Feldhusen was primarily interested in still life and landscape paintings. Figurative representations are rarely to the fore in her work. When looking for artistic themes, she was drawn to nature. Her many works return again and again to the heather moors around Worpswede and the peaty marshland surrounding Dachau. During her long daily hikes across the countryside she would observe the interplay of light and shadow. What she observed was translated onto canvas with broad expressive brushstrokes.

In terms of technical modalities, the focus of her work is on etching. She became expert in multi-coloured etching and used the possibilities afforded by the technique in various ways. Her principal subjects included a range of Bremen cityscapes: buildings and alleys, veduta panoramas of the city from the Weser, glimpses frequently restricted by the street layouts of the old city, are all precisely drafted reproductions of the realities she witnessed. They were mostly set down as line etchings. Complementary colouring was added to support the mood of the image, either directly as colour etchings or subsequently, applying watercolour paints. The graphical structure of each image always remained the central structure, for which the colouring was never more than supplementary. Often differently coloured prints were produced from a single plate based on the same line-etching.
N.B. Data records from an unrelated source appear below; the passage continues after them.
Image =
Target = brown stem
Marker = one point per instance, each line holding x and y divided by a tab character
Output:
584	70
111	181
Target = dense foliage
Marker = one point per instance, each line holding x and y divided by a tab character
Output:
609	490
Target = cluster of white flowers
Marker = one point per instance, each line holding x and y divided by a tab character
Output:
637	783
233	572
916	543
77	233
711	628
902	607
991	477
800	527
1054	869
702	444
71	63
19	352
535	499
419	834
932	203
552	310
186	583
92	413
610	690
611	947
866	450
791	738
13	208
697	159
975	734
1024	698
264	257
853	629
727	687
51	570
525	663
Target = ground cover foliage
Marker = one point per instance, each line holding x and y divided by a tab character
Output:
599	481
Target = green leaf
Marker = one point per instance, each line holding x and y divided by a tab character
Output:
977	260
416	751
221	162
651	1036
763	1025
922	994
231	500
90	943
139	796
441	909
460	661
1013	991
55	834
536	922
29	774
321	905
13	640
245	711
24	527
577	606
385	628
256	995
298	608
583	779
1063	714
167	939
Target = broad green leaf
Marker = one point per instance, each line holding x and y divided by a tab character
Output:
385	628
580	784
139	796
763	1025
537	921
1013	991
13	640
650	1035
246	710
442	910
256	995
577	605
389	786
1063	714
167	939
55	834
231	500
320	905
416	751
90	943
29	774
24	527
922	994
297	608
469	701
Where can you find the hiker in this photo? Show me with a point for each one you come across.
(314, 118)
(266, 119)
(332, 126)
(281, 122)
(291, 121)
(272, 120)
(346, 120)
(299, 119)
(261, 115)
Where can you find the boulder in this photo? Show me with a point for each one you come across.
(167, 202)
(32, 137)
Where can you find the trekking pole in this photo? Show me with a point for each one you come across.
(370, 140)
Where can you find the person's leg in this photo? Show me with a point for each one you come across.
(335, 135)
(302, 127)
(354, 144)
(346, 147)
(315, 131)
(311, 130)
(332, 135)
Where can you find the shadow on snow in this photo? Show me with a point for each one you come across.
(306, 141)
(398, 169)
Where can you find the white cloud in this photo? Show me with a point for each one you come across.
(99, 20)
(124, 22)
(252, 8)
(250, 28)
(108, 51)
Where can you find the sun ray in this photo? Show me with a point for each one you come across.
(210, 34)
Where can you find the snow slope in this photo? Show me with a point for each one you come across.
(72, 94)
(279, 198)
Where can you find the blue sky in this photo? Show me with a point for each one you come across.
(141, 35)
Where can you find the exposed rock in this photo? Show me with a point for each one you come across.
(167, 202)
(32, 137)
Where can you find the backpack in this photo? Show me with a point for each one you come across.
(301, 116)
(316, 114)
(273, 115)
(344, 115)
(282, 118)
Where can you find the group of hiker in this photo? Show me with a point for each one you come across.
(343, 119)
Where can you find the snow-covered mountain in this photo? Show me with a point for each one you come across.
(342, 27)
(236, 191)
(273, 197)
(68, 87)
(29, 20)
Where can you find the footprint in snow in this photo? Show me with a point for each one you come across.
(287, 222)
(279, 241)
The many landscapes she produced of the countryside in and around Worpswede display a range of artistic approaches. Some, particularly those from her especially productive period around 1903–04, are characterized by a broader, more economical handling of paint, with less emphasis on perspective and less of the meticulous detail found in her cityscapes.The landscapes tend to use aquatint. Their expressive quality is achieved not so much by invoking a wide range of different colours as through a variability of the shading, achieved through the alternative technology selected.

Although Anna Feldhusen's work fell from critical and public favour for a number of years following her death in 1951, prices achieved at auctions during and since the 1970s indicate a progressive marketplace rehabilitation.